March 6, 2020 – Friday of the First Week of Lent
Click here for the readings (http://www.usccb.org/bible/readings/030620.cfm)
There was a wealthy man who told a young priest that he was not so religious, in the sense that he would not go to Church. However, as a form of religious piety that he could do, since he was rich, he would only donate big amount of money to several parish churches in the city.
The wealthy man proudly enumerated how he helped through his charity to finish the construction of a particular church, helped another church to build its own adoration chapel and assisted another church for its air-conditioning and so on. The man was indeed wealthy, yet, as the wealthy man enumerated his charitable acts, there was no mention if he ever gave just compensation to his many workers and laborers, if he ever been a good and faithful husband and father, or an honest and just businessman.
The young priest did not judge the wealthy man for this but this gave the priest questions in his heart. The young priest asked himself,
“Is it enough to only do what is comfortable for me? Is it enough to show to others that I am charitable and to be proud of my good works?
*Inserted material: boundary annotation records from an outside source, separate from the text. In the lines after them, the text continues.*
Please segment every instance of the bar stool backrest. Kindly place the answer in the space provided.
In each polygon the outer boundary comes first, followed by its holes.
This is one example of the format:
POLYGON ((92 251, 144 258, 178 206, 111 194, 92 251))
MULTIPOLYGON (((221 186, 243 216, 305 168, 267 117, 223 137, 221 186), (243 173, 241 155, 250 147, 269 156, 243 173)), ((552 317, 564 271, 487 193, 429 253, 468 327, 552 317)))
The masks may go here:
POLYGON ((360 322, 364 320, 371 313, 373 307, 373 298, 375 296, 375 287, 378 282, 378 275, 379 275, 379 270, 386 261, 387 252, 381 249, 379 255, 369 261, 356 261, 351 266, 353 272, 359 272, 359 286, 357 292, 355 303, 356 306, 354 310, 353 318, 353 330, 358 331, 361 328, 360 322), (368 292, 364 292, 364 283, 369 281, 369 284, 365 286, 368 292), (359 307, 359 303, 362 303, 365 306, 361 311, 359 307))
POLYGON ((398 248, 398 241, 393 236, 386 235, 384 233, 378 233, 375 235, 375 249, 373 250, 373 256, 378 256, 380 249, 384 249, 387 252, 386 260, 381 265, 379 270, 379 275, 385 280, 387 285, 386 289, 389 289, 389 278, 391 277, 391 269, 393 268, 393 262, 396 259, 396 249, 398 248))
Is it enough for God that I will just do some good works but remain indifferent with others?”
With this, this reminds me of today’s challenge of Jesus in the Gospel. The Lord calls his disciples and also all of us today, “unless you surpass the righteousness of the Lawyers and the Pharisees, then, you will not enter the kingdom of Heaven.”
Without condemning these people, who were the Jewish Lawyers and Pharisees, Jesus wants us to realize something beyond the usual actions of these people and to become righteous beyond what is minimal.
Indeed, they were more inclined in focusing on the letters of the law, meaning, these people were more concerned of following trivial things in the Jewish Law. However, this kind of attitude prevented them to be compassionate to others and more expressive of mercy to the sinners, the sick and the poor.
Thus, Jesus gave a very practical challenge to his disciples, an action that expresses mercy and compassion. Jesus calls for “Reconciliation” and “Reparation” of the damage we have caused to others. To be reconciled with the person whom we have hurt and those who have hurt us expresses the essence of this Season of Lent.
Hence, Lent invites us to look closely at our failures and sins and to recognize them. Yet, we do not stop at the recognition of sin but we step forward by making peace, by reconciling ourselves with others, by doing the right thing and doing what God desires us to do.
This tells us that God also challenges us to go beyond from what is only easy and comfortable for us. It is a big temptation to settle to what is only minimal and become complacent and indifferent towards others. And true enough, it is very easy for us to continue what we are doing like going to mass, praying our rosary and novena, and going to confession regularly, but then, remaining unmoved by the many social issues that surround us, or remaining indifferent to the needs of people around or in doing the same sins over and over again.
Today, Jesus invites us to be more expressive of our devotion to him by being honest and true in our words and actions and by seeking reconciliation and peace with our brothers and sisters. In these ways, then, we make a room for Jesus to renew our heart and to experience God’s mercy. Hinaut pa.